Told through the narratives of Belle, Sophia, and Seth, Titan’s Tears conjures a near-future where miraculous breakthroughs, like deliverybots and cloned mammoths, quickly are regarded as mundane. The story builds to a crescendo with climatic tension and a plot line that intricately weaves each character’s lives together, eventually bringing them to Eccleston’s remote island of ancient beasts, bleeding-edge wonders, and literal “murder-machines.” The mysteries and suspense entice, while Lester digs deeper than simple thrills, capturing the textures of life in this future.

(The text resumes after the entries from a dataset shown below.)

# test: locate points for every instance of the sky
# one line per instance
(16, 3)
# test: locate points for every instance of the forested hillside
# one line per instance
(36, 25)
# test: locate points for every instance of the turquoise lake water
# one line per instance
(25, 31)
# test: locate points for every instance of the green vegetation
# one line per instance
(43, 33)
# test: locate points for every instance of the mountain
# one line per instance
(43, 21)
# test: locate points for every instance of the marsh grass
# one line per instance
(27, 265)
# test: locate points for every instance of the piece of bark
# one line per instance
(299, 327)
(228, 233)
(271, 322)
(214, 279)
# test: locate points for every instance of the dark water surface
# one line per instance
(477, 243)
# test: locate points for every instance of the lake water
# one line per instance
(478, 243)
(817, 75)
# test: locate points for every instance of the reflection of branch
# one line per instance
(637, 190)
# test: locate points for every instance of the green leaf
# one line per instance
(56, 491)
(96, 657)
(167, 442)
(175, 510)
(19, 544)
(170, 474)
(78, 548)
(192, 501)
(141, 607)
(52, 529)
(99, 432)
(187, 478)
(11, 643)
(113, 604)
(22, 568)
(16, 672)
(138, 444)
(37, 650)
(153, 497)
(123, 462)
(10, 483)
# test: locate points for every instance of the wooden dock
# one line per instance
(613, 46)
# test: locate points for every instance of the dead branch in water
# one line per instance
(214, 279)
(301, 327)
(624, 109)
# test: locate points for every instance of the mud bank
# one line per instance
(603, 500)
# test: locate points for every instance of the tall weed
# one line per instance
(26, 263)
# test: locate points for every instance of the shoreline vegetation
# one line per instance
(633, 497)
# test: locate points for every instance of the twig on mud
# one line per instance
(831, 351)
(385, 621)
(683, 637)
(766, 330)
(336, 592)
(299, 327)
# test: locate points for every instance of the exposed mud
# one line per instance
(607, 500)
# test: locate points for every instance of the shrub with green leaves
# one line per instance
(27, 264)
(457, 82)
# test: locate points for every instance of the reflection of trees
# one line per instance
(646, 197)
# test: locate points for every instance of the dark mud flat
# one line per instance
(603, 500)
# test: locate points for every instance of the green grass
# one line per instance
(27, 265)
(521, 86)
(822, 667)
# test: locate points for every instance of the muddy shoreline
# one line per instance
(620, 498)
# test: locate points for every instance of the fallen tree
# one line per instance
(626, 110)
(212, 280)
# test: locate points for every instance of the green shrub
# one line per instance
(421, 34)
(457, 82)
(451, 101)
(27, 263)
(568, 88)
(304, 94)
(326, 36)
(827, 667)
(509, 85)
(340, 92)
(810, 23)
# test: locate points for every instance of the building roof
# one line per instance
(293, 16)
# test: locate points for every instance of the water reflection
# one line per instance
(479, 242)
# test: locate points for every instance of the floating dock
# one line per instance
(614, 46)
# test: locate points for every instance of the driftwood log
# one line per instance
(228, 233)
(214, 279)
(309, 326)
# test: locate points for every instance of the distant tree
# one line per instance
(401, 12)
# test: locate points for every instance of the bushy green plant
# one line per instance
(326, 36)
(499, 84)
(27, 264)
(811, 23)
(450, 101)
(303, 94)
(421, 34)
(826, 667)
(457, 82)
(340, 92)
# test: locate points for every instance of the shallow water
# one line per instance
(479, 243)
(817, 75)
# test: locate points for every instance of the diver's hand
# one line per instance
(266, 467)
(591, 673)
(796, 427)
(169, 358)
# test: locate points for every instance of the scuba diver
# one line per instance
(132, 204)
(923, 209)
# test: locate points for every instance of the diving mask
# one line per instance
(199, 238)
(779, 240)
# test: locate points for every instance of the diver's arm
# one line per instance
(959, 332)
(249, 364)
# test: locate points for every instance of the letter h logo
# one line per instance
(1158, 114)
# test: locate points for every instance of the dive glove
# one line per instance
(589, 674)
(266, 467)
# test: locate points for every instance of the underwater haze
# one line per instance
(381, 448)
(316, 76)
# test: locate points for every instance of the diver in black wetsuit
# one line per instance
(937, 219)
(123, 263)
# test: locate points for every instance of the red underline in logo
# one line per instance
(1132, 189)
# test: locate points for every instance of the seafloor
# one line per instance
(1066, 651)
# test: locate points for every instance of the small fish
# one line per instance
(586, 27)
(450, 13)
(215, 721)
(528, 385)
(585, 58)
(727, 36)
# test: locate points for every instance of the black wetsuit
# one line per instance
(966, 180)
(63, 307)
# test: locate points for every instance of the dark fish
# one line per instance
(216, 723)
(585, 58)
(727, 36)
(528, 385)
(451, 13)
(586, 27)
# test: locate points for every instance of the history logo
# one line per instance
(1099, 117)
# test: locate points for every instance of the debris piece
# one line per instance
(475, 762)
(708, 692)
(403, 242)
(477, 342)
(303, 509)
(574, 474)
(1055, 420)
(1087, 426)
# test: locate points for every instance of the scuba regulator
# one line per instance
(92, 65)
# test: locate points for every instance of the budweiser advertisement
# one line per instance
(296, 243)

Especially provocative: through journal entries, readers learn more about Sophia as she reflects on curing diseases such as Parkinson's, her heart-breaking relationship with a previous business partner, Lucas, and her vision for a brand new beginning. Lester deftly ties it all together into a layered, eerie puzzle. Fans of ensemble narratives and thoughtful thrillers with truly jolting twists will relish this trio’s journey into a stranger, newer world—and this novel that, as it looks forward, playfully engages with some SF classics of the past.

Takeaway: Eerie, deftly envisioned near-future thriller of life in the singularity.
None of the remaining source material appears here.